Lo supo en vida. A fines de 1979 me tocó entrevistarlo en una iglesia cercana a la capilla donde murió. Afuera, en el atrio, había un mercadillo informal de su imagen. Desde estampas hasta llaveros, con toda la creatividad del comerciante salvadoreño. Eso me chocó y no lo comprendí afuera, sino adentro.
En el interior de la iglesia no cabía un alma, abarrotada de gente humilde ávida de justicia, y los periodistas nos disputamos quien podía estar más cerca del altoparlante para grabar la homilía. Sus palabras fueron sencillas, comprometidas, profundamente humanas y valientes. Al terminar le solicité una entrevista y me la concedió; “cuando almuerce”; me dijo.

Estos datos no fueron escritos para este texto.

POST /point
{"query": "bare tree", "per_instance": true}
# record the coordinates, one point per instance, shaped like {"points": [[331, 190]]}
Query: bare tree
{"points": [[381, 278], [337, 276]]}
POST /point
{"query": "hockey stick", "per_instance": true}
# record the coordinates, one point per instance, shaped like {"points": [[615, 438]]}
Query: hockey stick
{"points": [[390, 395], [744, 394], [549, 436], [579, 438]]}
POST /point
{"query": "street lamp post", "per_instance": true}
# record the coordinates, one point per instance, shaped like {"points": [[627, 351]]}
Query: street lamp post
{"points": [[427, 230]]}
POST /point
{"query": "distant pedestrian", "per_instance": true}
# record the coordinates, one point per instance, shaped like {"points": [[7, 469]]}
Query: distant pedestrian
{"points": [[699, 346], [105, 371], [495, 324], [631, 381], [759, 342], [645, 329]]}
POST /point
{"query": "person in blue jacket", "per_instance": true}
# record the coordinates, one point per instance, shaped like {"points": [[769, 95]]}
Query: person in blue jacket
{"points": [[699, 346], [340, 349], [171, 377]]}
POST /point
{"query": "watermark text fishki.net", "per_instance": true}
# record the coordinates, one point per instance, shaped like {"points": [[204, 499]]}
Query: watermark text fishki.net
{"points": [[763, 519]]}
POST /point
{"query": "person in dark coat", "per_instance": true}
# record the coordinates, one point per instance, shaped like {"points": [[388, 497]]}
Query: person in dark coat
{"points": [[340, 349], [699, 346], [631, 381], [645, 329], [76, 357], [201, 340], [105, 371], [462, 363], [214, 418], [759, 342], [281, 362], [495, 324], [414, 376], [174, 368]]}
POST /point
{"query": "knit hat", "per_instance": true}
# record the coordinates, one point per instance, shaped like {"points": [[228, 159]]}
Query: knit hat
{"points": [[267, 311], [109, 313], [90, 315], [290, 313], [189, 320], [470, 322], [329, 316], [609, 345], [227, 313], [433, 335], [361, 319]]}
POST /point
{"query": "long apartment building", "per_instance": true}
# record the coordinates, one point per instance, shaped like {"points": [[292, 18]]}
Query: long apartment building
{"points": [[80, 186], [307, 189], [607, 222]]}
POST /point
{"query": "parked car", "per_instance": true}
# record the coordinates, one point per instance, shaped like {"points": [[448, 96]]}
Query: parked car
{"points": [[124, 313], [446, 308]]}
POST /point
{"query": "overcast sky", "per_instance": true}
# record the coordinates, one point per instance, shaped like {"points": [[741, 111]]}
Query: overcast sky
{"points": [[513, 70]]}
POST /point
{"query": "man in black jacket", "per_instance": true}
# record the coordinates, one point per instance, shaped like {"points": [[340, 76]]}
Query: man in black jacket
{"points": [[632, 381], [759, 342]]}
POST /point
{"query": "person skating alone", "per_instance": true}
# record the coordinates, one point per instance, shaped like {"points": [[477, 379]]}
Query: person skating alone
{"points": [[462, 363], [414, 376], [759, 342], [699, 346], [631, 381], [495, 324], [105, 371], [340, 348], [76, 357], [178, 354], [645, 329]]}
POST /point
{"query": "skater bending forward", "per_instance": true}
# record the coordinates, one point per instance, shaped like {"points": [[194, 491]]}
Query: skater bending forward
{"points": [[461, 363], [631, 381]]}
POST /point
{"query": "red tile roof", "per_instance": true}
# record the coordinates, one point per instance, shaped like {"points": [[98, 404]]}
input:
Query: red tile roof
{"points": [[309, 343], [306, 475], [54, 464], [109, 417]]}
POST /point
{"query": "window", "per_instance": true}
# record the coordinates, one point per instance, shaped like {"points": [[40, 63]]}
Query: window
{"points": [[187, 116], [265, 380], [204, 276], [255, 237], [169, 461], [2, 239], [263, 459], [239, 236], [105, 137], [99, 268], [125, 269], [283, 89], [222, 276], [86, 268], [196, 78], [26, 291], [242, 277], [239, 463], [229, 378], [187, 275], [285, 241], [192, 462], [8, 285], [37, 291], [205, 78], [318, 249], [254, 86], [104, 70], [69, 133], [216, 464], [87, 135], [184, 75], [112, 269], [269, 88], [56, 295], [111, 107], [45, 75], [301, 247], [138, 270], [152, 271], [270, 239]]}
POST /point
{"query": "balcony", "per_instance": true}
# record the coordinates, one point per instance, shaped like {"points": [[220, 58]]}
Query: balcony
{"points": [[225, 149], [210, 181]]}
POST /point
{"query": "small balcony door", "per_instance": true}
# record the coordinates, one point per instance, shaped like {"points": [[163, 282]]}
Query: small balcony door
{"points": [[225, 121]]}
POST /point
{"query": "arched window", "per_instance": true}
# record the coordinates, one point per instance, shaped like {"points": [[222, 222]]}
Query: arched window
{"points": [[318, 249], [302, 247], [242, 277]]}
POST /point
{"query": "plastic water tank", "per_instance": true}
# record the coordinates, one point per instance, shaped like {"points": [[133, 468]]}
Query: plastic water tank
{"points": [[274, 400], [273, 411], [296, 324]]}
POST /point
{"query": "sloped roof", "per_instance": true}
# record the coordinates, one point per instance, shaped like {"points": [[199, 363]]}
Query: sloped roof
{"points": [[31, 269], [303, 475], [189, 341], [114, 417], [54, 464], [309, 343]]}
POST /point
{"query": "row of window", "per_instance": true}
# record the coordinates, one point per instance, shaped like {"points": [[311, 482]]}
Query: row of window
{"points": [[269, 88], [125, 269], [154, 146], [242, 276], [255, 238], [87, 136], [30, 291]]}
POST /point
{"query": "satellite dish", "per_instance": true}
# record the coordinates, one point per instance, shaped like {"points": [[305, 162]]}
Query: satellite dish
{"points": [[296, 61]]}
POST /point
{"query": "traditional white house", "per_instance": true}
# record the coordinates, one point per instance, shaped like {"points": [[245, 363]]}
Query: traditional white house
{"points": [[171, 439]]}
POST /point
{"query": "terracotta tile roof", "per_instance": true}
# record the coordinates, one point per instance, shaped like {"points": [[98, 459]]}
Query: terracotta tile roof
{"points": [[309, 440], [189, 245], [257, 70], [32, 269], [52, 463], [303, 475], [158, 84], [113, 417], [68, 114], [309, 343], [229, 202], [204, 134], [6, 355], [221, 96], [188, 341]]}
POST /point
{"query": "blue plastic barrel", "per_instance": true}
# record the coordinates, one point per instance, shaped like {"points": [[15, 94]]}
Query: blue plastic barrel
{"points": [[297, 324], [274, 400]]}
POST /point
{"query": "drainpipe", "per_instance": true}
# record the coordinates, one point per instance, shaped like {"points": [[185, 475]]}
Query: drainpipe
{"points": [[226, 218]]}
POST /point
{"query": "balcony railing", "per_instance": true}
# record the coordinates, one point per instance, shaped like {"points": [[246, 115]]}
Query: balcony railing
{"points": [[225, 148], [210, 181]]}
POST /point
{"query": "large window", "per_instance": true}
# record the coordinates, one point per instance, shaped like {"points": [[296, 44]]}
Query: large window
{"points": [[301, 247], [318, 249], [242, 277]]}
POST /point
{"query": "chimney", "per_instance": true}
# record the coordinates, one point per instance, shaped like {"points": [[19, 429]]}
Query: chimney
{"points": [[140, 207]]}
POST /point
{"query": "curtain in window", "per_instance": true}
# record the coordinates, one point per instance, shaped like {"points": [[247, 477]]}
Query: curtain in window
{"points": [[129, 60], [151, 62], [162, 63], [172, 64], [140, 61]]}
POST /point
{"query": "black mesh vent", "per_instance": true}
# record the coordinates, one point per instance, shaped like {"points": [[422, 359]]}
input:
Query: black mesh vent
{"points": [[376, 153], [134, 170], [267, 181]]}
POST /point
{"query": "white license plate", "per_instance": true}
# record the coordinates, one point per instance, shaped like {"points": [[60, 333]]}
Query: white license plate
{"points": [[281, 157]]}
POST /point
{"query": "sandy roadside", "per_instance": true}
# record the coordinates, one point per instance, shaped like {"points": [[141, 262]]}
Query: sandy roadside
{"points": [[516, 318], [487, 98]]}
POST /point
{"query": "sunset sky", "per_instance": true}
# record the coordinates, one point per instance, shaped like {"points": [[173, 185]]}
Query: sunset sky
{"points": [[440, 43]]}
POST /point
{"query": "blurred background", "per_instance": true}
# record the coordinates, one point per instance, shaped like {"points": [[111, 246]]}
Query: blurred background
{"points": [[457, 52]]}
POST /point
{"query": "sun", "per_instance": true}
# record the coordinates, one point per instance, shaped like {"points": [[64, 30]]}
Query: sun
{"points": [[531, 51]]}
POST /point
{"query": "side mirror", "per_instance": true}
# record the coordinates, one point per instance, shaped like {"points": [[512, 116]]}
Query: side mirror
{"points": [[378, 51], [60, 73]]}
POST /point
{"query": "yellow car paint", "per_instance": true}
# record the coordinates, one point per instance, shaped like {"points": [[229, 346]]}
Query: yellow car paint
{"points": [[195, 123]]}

La espera se prolongó. Luego de repartir las ostias, escuchó a los feligreses. Le contaban sus problemas, angustias y le pedían ayuda. No sorprende entonces lo que había visto en el atrio. Monseñor Romero ya no era dueño de sí mismo; pertenecía a su pueblo y a su imaginario social. Así como no podía evitar que sus enemigos y adversarios lo condenaran, tampoco podía evitar que sus feligreses lo adoraran.
El almuerzo por fin llegó, y el tiempo de mi entrevista. Se sentó en una jardinera circular, a la sombra de un pequeño árbol que reconfortaba del típico verano salvadoreño. Metió la mano en la bolsa profunda de su sotana blanca y sacó un elote cocido; la mazorca de maíz que tanto simboliza la cultura mesoamericana. Eso era todo su almuerzo. Sonriente se disculpó por contestar las preguntas mientras lo desgranaba y comía. Hace 30 años alcance a verlo cuando se convertía en leyenda.